Bu sektörün büyüklüğü 21 milyar doları bulmuş.
SONUÇ - GİZLİ İŞLER ÇEVİRDİĞİNİ SANIYORDUN DEĞİL Mİ
Diyeceğim şu...
Öyle orada burada birileri ile gizli gizli buluştuğunu sanıyorsun ya...
Birileri seni görüyor arkadaş... Ona göre...
Dedim ya, hangi otele, hangi eve hangi kapıdan girdiğini, içeride ne kadar kaldığını, öteki ne zaman geldi, ne zaman çıktı, aynı yerde birlikte ne kadar kaldınız...
Hiiç öyle sır değil... Ona göre yani...
Biliyorum bazılarınız diyecek ki...
“Arkadaş benim öyle saklı gizli işim olmaz, olan düşünsün...”
Hiç öyle deme...
Bu işin siyaseti var, iş ilişkileri var...
Var yani, herkesin gizli saklı bir işi var...

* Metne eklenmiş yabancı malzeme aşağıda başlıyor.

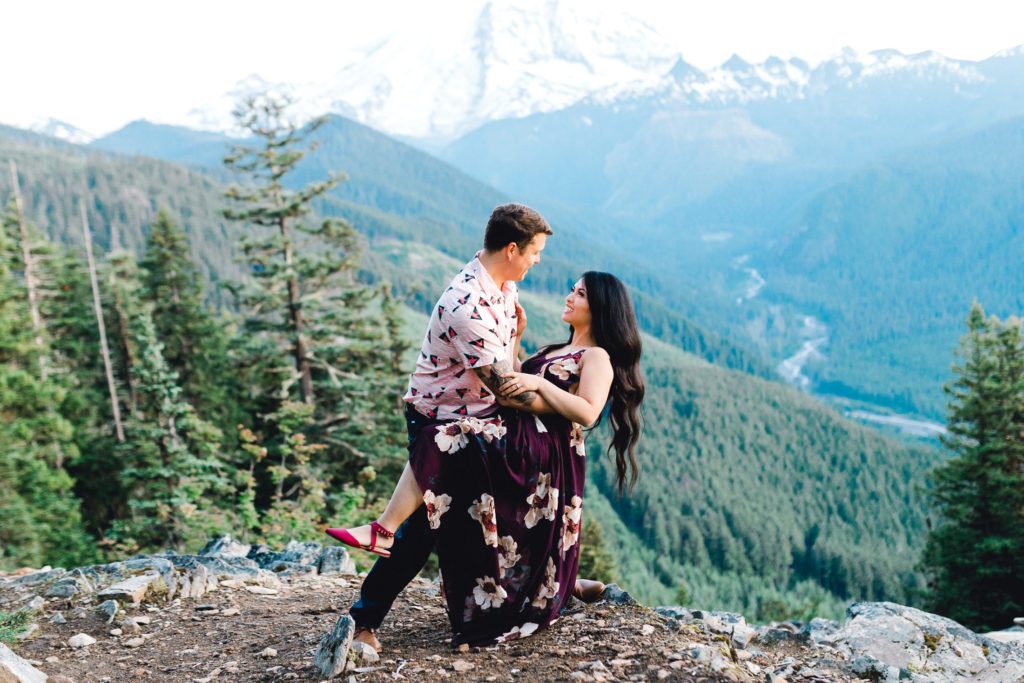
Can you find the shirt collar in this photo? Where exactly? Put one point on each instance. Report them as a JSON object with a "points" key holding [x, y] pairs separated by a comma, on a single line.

GÖRME ENGELLİ AVUKATIN BİR SABAH YOLCULUĞU
MUSTAFA Keskin görme engelli bir avukat. Türkiye’de rehber köpekle dışarı çıkan çok az sayıda görme engelliden biri. Geçen çarşamba günü işyerine gitmek için üç taksi çevirdi. Ama rehber köpeği nedeniyle üçü de onu almayı reddetti.
Bunun üzerine metrobüse kadar yürüdü.
Ancak bu defa güvenlik görevlisi köpeği metrobüse almayı reddetti.
Kore’deki rehber köpek okulunu yazdığım için o da benden yardım istedi.
Taksici arkadaşlar... Toplu taşıma yetkilileri...
Bu araçları kullanan yolcular... Lütfen rehber köpekten çekinmeyin.
Rehber köpeklerin aldığı eğitimin en önemli bölümü “saldırgan davranmama eğitimi”...
Yani onlara başka bir köpek saldırsa da onlar buna tepki vermemeyi öğreniyor. Onlar için birinci öncelik, rehberlik yaptıkları görme engelli insanların güvenliği...
Yani onların size saldırma ihtimali, aynı otobüsteki bir insanın saldırma ve taciz ihtimalinden çok daha düşük.
ŞU AN YERYÜZÜNDE KAÇ TAVUK YAŞIYOR
TAM sayısıyla vereyim...
Bu yazıyı okuduğunuz şu an dünyada 23 milyon canlı tavuk var.
Bu rakam geçen hafta
“Royal Society Open Science”
(Kraliyet Açık Bilim Derneği) tarafından açıklandı.
Bilimsel bir derneğin tavuk sayısı ile işi ne diye sorabilirsiniz.
Onun cevabını da vereyim.
Çünkü dernek dergisinin son sayısında “tavuk arkeolojisinin” doğumunu da ilan etti.
Yani yüzyıllar sonra arkeologlar tavuk fosillerinde, dinozor fosillerinden çok daha fazla bilgi bulacaklar.
Tavuk ilk olarak bundan 8 bin yıl önce evcilleştirilmiş.
Ancak 1950’li yıllardan sonra tavuk neslinde acayip bir mutasyon gerçekleşmiş.
Bunun nedeni de sanayi tavuğunun doğuşuymuş.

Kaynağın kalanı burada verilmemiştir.